OUCS ended the year with an operational deficit of £138,042 (excluding externally-funded activities), on an overall turnover of £6,037,692. The main grants from the General Board amounted to £3,582,610, with the balance of revenue coming from charges and earned income. This situation is satisfactory, given a few once-only expenses, which were taken from our reserves.
We were all shocked and saddened by the sudden death of Rob Hutchings in a road accident on 7-Aug-98. Rob had been with OUCS since 1971, most recently as an expert in typesetting and text formatting languages, especially Postscript and TeX. We have not effectively been able to replace this expertise. We have extended our condolences to members of his family.

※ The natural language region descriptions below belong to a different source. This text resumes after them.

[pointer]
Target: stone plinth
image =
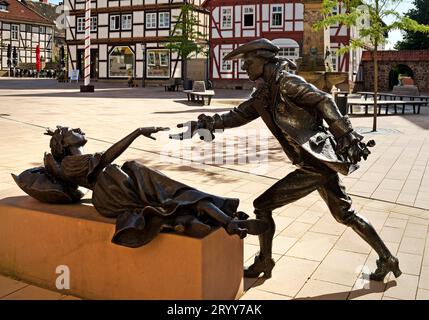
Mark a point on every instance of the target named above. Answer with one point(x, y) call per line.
point(36, 238)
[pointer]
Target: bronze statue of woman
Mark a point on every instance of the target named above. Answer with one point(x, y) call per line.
point(143, 201)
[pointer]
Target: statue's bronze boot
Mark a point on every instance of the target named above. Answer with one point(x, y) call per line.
point(384, 266)
point(260, 265)
point(243, 227)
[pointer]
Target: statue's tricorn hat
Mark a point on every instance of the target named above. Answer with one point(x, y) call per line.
point(255, 45)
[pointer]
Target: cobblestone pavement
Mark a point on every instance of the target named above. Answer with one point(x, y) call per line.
point(317, 258)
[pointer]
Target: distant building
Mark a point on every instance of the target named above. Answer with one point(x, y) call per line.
point(24, 29)
point(128, 38)
point(53, 13)
point(234, 23)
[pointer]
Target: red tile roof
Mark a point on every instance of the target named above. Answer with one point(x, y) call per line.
point(19, 12)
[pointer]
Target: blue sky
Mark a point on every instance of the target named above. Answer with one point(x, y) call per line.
point(394, 36)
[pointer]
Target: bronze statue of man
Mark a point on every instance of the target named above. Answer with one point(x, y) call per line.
point(294, 111)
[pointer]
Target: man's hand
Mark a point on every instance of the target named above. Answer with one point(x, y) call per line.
point(351, 146)
point(148, 131)
point(201, 127)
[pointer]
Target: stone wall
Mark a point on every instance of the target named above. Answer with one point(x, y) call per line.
point(416, 60)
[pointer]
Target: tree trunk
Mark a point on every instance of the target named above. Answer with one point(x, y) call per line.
point(375, 58)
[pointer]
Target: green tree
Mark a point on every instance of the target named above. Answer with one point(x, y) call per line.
point(416, 40)
point(186, 39)
point(373, 35)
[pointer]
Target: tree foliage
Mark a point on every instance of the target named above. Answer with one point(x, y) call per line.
point(416, 40)
point(186, 39)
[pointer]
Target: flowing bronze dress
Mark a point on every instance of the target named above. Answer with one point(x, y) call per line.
point(140, 198)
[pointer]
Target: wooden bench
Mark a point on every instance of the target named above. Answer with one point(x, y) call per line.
point(199, 93)
point(386, 104)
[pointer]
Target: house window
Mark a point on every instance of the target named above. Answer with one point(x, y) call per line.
point(158, 63)
point(115, 22)
point(226, 18)
point(151, 20)
point(14, 31)
point(121, 62)
point(163, 59)
point(126, 22)
point(288, 52)
point(80, 26)
point(151, 58)
point(93, 24)
point(226, 64)
point(164, 20)
point(277, 15)
point(249, 16)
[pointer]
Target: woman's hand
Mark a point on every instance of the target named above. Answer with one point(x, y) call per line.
point(147, 131)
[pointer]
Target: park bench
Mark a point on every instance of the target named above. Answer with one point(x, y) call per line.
point(199, 93)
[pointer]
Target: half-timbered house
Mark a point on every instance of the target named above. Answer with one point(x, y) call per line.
point(23, 29)
point(233, 23)
point(128, 37)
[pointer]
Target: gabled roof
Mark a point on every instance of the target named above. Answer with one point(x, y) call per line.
point(49, 12)
point(19, 12)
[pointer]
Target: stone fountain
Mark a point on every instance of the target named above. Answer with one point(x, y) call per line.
point(313, 66)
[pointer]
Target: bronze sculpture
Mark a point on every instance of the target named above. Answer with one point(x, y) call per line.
point(143, 201)
point(294, 111)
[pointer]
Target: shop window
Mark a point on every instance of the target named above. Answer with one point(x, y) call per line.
point(158, 63)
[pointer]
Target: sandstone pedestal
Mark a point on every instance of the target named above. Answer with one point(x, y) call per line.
point(36, 238)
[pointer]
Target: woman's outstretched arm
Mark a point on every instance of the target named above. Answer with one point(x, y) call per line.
point(119, 147)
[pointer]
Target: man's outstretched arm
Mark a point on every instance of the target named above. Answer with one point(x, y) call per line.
point(348, 140)
point(238, 116)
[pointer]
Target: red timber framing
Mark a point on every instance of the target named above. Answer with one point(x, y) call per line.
point(143, 37)
point(287, 32)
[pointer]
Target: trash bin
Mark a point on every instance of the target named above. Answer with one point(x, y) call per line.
point(341, 101)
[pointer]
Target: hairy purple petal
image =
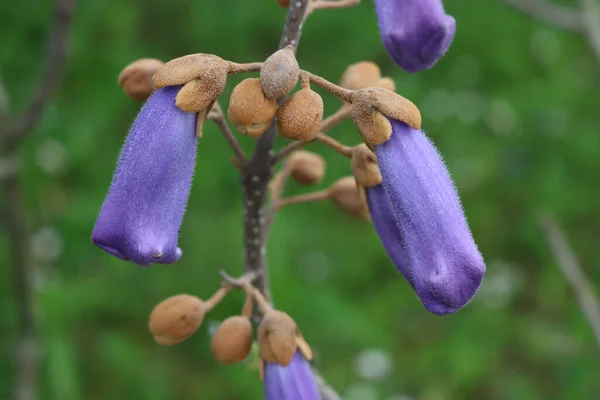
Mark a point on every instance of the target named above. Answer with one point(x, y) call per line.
point(294, 382)
point(141, 215)
point(417, 214)
point(416, 33)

Another departure under much less traumatic circumstances was the retirement of Keith Moulden, our Administrator for the last 9 years. He officially finished on 30-Sep-98, but he continued to help us out on a casual basis during the period in which we were unable to find a suitable replacement in the short term. We have wished him every benefit of his retirement. We were without the full-time services of an Administrator for 7 months, until the arrival of Karen Young on 17-May-99, who transferred from the University Chest.
Sue Brooks' arrival, being on 14-Apr-98, was actually in the last reporting period; but this has been her first full year as Assistant Director (Distributed Computing). She was "thrown in at the deep end", by being asked to draw up plans for the revisions to the Help Desk service, which consumed enormous amounts of her time, energy and creativity. As a consequence, she has barely had time to develop some of the distributed computing aspects of her post. Nevertheless, she has already contributed to OUCS and to the University more broadly in a wide range of areas, and this has been much appreciated.

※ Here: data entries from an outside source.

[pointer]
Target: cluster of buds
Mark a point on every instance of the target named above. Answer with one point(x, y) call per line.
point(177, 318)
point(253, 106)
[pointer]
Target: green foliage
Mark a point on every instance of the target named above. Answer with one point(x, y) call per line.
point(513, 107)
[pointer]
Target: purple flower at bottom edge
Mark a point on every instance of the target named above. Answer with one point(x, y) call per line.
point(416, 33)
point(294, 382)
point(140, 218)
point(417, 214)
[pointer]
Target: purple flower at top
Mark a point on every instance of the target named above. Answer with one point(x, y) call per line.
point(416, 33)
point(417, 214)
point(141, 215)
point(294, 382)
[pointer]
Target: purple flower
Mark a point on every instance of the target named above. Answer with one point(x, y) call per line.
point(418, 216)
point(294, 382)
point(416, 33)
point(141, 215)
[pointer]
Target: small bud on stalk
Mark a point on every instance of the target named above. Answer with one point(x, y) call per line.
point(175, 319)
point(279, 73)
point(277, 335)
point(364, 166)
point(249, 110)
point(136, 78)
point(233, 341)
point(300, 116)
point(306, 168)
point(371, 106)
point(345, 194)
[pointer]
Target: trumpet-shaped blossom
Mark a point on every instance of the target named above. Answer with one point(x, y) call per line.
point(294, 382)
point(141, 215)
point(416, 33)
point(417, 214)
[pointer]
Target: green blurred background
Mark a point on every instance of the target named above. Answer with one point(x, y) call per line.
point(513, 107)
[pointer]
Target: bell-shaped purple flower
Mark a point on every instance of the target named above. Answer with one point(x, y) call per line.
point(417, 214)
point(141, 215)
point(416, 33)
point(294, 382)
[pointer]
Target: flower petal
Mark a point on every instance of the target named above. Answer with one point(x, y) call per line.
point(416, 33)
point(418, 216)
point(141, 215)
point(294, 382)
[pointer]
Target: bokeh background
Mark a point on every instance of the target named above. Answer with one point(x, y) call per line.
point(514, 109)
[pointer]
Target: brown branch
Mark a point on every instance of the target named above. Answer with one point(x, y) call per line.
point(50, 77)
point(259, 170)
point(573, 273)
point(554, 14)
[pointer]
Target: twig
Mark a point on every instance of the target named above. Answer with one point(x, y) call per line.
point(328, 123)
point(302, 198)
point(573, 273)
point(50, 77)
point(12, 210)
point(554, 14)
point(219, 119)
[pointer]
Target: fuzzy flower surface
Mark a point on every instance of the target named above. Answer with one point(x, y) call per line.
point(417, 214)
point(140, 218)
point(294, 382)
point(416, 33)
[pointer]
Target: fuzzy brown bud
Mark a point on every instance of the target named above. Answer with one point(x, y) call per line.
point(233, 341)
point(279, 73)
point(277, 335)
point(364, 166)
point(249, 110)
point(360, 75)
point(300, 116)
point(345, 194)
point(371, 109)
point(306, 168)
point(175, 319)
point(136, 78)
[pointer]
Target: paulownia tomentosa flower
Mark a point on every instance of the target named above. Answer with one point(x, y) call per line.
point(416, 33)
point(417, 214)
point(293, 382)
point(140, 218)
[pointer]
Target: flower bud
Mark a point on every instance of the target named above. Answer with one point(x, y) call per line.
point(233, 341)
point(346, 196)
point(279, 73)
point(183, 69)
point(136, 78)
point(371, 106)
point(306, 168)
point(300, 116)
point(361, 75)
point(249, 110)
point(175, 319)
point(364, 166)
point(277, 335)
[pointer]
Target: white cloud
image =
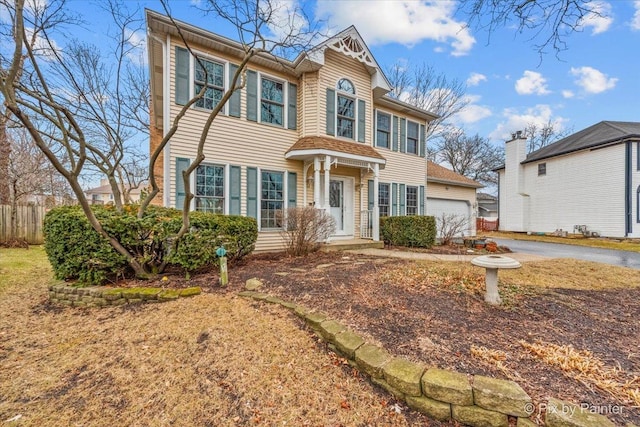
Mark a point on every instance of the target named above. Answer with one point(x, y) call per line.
point(473, 112)
point(600, 19)
point(530, 83)
point(514, 120)
point(635, 22)
point(404, 22)
point(475, 79)
point(138, 47)
point(592, 80)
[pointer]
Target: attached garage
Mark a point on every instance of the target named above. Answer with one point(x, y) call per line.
point(451, 194)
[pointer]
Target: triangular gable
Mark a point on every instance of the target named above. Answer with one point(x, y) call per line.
point(349, 42)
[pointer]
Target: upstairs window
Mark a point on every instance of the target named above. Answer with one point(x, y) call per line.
point(346, 116)
point(345, 85)
point(272, 102)
point(412, 200)
point(542, 169)
point(209, 74)
point(413, 137)
point(383, 130)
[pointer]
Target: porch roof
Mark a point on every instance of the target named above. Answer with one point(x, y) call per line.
point(310, 146)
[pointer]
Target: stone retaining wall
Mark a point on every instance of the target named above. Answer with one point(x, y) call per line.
point(100, 296)
point(441, 394)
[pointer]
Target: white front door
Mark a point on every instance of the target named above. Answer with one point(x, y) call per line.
point(341, 205)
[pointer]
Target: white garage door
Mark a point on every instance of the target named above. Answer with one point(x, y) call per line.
point(460, 208)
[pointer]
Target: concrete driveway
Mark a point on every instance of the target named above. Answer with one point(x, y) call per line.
point(558, 250)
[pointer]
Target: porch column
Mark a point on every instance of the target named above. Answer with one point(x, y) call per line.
point(316, 182)
point(376, 208)
point(327, 183)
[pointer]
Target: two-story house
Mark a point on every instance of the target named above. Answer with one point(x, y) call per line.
point(316, 131)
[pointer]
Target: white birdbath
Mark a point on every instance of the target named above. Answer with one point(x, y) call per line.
point(493, 263)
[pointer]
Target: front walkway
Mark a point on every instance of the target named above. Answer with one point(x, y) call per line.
point(522, 257)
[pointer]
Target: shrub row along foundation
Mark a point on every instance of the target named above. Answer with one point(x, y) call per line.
point(438, 393)
point(101, 296)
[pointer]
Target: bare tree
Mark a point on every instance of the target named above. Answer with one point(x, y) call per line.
point(539, 136)
point(76, 107)
point(30, 176)
point(549, 22)
point(423, 87)
point(474, 157)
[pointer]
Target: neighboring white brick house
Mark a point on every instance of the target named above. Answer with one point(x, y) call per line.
point(589, 178)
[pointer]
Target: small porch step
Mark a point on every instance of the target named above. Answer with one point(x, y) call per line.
point(345, 245)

Overall, all OUCS staff contribute in a myriad of vital ways to the mission of the University of Oxford, and tribute must be paid to their consistently sterling efforts. We are also grateful for the high degree of cooperation which others within the University and Colleges who also provide IT services accord us. Furthermore, although our official status as academic-related and non-academic staff, and our presence on some committees as people "in attendance" rather than as full members, and our status as a "service organisation", may all seem to say otherwise, we do believe that we must and do operate in partnership with academic and other colleagues. Only in partnership can we fully exploit the potential of all staff and of what IT has to offer.